Section 6660(a) provides that in the case of an underpayment of a tax imposed by subtitle B (relating to estate and gift taxes) which is attributable to a valuation understatement, there shall be added to the tax an amount equal to the applicable percentage of the underpayment so attributed. There is a valuation understatement if the value of any property claimed on any return is 66-2/3 percent or less of the amount determined to be the correct amount of such valuation. Sec. 6660(c). If the valuation claimed is (1) 50 percent or more, but not more than 66-2/3 percent, of the correct valuation, the applicable percentage is 10 percent; (2) 40 percent or more but less than 50 percent, the applicable percentage is 20 percent, and (3) less than 40 percent, the applicable percentage is 30 percent. Sec. 6660(b). The section does not apply if the underpayment is less than $1,000. Sec. 6660(d). The Secretary may waive all or any part of the addition to tax provided by section 6660 on a showing by the taxpayer that there was a reasonable basis for the valuation claimed on the return and that such claim was made in good faith. Sec. 6660(e).
In the instant case there is an underpayment of estate tax attributable to a valuation understatement, and the underpayment is at least $1,000 of the estate tax imposed. The value of the 78-percent stock interest in RSJ, Inc., claimed by petitioner on its estate tax return is approximately 50.6 percent of the correct valuation, as redetermined by this Court. Thus, the applicable percentage is 10 percent of the resulting underpayment. The value of the one-third stock interest in Dune Lakes, Ltd., claimed by petitioner on its estate tax return is approximately 44.7 percent of the correct valuation, as redetermined by this Court. Thus, the applicable percentage is 20 percent of the attributable underpayment. We must now consider whether the addition to tax should be waived.
The denial of a waiver by the Secretary is reviewable by this Court on an abuse-of-discretion basis. Mailman v. Commissioner [Dec. 45,218], 91 T.C. 1079, 1082-1084 (1988). The burden of proof is on petitioner. Rule 142; Mailman v. Commissioner, supra.
We believe petitioner exercised good faith in determining the values reported in its estate tax return. The coexecutors sought professional advice and obtained the services of an experienced lawyer to prepare the estate tax return and experts to appraise the value of the stock and the underlying assets in the corporation.
Respondent challenges the reasonableness of petitioner in relying on these professionals and the values determined. As we have noted in the past, this is a more difficult question. Estate of Jung v. Commissioner [Dec. 49,387], 101 T.C. at 450. Mr. Moore undervalued petitioner's stock interests, as reported on the tax return, by approximately 45-50 percent from what we determined to be the correct value.
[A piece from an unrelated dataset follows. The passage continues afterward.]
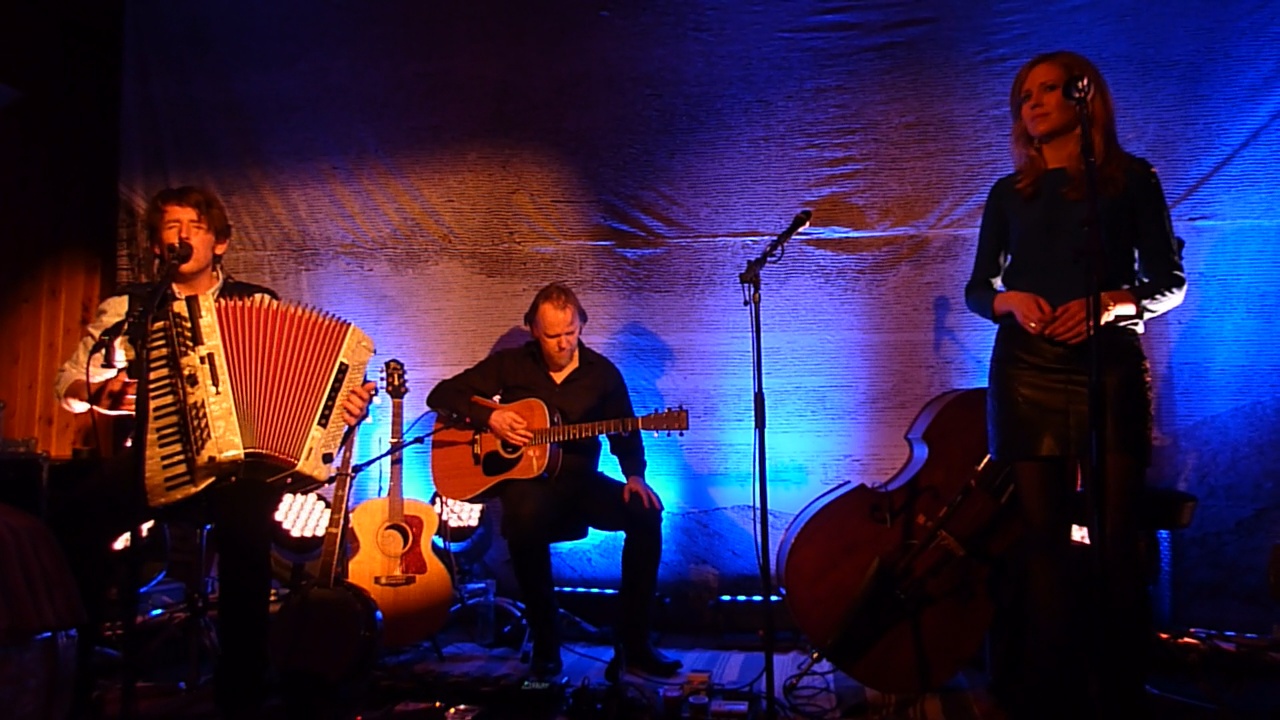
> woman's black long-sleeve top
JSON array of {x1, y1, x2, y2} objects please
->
[{"x1": 965, "y1": 156, "x2": 1187, "y2": 332}]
His valuations were undervalued by 57 percent and 68 percent respectively, when compared to respondent's valuation. Therefore, we did not place a great deal of weight on his valuations. However, his analysis and conclusions were based on his extensive experience as an appraiser. His report, although not helpful for purposes of assisting the Court in determining the value of petitioner's interests, does give some explanation of his conclusion, analysis, and process. Furthermore, we have recognized that valuation is not a precise science. Messing v. Commissioner [Dec. 28,532], 48 T.C. at 512.
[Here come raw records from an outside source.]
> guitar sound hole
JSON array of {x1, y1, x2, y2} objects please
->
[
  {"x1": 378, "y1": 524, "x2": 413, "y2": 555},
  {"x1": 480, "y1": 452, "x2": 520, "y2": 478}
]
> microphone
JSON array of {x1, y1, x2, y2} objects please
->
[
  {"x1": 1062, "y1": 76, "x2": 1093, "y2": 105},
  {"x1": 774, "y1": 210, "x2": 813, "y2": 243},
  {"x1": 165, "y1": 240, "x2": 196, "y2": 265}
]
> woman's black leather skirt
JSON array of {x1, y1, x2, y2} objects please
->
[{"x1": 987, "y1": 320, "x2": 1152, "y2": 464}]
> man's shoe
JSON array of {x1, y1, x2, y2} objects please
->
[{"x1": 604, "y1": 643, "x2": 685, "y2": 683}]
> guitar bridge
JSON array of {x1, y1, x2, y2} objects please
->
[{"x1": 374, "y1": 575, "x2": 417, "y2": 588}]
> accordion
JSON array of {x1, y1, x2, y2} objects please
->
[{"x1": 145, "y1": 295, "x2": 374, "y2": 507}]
We find that petitioner reasonably relied on professional advice and expert appraisals. Although we disagree with their conclusions, we believe petitioner's experts acted reasonably and in good faith in determining fair market value. Thus, we do not sustain respondent's determination of an addition to tax under section 6660.
To reflect the foregoing and concessions by the parties,
Decision will be entered under Rule 155.